Sunday, 28 January 2007

A good time to be had

It looked bad….

Well, I have to say that Saturday night at the Hoist, planned weeks in advance looked pretty grim on Friday night. Having dismissed T then I had expected to be there with Paul: a not unreasonable supposition. In fact, as Paul was feeling a little low last week I had taken a days holiday and brought him down to London for the day in the hope of lessening his growing cabin fever.

And it seemed to be going fine. It was not a session but a meeting of friends and so we talked for a long time, from thinking up things for Saturday, to discussing the online organisation I have been thinking of. But, towards the end of the day, things began to go a bit pear shaped, for me at least, when he became enamoured of going up to Derby ‘for a break’ and leaving on Saturday. This would mean, of course, no-show on Saturday. He also had to borrow the rail fare to go from me, a way of adding insult to injury that Dennis was somewhat surprised about the following night: ‘Masters should not loan money to bois’ was his comment. Hmm…

Now I hate going to these places without a boi, and at such short notice I was going to find it pretty tricky to bring a lad along. There are a few that I had been talking to, one I am meeting for his first session Thursday, but not for Saturday night. In fact, ironically, I had a call from one of these lads at 5.30 Saturday night: his plans preventing him coming had fallen through, but he had no boots and it was going to be impossible to find/borrow/buy any in time. So I faced the prospect of a pretty grim night at the Hoist knowing Peter and that was about all. Or almost all…

But, every cloud.

I had more or less resigned myself to a fairly dull evening when I chatted with foraging (real name Michael) yesterday. Now I had been totally shameless in my pursuit of this boi on Gaydar and make no apologies for it. Now I knew he was going to be at The Hoist Saturday, indeed all that was really left as a reason for going was the opportunity to meet him in the flesh. Then, he announced on Gaydar on Saturday afternoon, he would be going as a free agent.
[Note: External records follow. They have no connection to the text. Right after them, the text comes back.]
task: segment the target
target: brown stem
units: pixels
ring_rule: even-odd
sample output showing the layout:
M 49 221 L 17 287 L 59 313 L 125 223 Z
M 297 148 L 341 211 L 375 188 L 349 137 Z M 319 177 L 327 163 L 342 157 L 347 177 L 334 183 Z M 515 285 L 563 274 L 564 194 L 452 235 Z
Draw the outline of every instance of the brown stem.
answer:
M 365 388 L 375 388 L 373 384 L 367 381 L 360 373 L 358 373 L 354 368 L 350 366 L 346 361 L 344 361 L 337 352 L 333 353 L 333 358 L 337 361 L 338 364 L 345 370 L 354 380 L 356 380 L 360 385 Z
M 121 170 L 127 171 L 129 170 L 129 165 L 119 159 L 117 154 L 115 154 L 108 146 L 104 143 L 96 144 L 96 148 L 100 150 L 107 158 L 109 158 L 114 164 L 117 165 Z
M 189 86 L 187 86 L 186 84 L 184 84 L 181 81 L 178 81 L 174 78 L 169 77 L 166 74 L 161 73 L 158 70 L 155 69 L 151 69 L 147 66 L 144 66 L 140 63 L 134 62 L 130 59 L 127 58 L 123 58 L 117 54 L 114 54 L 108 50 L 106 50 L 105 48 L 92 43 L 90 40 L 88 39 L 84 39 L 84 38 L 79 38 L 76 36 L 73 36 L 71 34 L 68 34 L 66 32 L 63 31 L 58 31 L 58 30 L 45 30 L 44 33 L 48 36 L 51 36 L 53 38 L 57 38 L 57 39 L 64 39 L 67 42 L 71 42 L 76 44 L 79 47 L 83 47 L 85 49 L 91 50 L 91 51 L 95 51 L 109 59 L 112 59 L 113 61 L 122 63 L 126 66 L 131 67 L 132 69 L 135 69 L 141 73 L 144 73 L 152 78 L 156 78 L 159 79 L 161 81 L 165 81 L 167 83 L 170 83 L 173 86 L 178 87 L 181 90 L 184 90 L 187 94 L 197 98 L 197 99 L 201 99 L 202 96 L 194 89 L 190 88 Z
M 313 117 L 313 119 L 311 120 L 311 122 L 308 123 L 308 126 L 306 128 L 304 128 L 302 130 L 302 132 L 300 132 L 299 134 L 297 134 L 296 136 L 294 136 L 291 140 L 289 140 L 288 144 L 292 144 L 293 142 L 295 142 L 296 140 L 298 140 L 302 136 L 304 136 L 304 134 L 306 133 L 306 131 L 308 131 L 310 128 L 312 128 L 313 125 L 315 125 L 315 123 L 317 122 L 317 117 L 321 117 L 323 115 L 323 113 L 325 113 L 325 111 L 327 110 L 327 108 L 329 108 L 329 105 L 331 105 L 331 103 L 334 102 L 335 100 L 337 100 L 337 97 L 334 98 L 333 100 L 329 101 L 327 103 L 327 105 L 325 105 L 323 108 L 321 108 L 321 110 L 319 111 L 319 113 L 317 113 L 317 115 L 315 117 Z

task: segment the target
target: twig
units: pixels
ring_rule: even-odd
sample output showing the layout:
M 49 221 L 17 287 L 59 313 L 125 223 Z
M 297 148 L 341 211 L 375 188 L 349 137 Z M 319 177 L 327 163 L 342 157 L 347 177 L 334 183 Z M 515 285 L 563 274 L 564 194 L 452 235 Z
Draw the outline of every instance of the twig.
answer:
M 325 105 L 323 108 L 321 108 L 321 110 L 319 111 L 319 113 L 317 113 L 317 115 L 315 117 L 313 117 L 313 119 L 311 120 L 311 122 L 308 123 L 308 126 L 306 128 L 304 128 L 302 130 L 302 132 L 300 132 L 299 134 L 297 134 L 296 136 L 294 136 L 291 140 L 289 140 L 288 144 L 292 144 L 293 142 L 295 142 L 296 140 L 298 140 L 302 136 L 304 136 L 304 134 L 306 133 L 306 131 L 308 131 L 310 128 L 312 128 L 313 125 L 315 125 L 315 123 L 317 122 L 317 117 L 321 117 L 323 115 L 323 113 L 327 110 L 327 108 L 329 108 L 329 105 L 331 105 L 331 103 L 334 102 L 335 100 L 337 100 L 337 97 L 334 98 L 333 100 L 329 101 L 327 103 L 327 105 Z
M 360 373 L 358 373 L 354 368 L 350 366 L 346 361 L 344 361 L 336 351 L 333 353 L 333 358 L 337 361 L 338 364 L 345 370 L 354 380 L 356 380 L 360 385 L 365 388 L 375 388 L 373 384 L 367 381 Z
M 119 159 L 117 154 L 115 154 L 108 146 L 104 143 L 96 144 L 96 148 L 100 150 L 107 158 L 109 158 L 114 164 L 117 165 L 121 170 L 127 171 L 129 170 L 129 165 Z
Now I would like to say I am not a man given to missing clues, but in the sexual field I often am. Guys have to be bloody obvious with me, I am afraid: subtlety is one of those things I just am not good at in the Gay scene (although I am not so bad in other areas of life). But I was not going to miss this one. So, at The Hoist, I met up with Michael and had a pretty good night. He had spent £80 on a rubber outfit which, beyond my personal hatred of rubber was hopelessly impractical from an access point of view. He looked good in it, but he would have looked good in an old blackout curtain and it would have been more accessible. He left at 2am, and there has been no time for the post mortem I regard as vital, so that will have to be online. I set him a little trap, which he may yet fall into, though I doubt it. If he does not then I have already said he can come down next weekend for what will be a rather gruelling weekend: Hoist Saturday, Hard in Bristol on Sunday.

Michael is another boi who is needlessly self-conscious about his body. This was not helped last night as it was the Mr Hoist 2007 competition so there was more than the usual quota of posturing muscle Marys in leather. Still, only 7 contestants and only £750 raised seems pretty poor. A good slave auction would do better. After Michael left with his ‘friend’ I was buttonholed by T who wanted to apologise in person. Which was fine, but I used the opportunity to explain again why there was no way back. Besides I only take on one trainee at a time and if the boi on Thursday works out then that slot is filled.

What next?

Well, regarding Michael he wants a 24/7 ideally in Manchester where he lives. Now I can fulfil neither desire, and he is well aware of this. But, well, until that happens after last night I would be happy to have him in my stable and for him to come down for regular sessions. I think he would team well with Paul (he is less wilful than Paul and consequently has a stronger desire for obedience, but the outlook is very similar) and that is something I think would work well. But it is now up to him, as what I offer is far less than what he really wants. Whether he is prepared to join my stable until he finds something that fits his desires better we shall have to wait and see. Regarding Paul, well, he has more things to deal with than you could shake a stick at, so although I am disappointed in his decision I cannot be angry, I am generally not angry with anyone for more than a few minutes on my own behalf. So I guess we see about that too.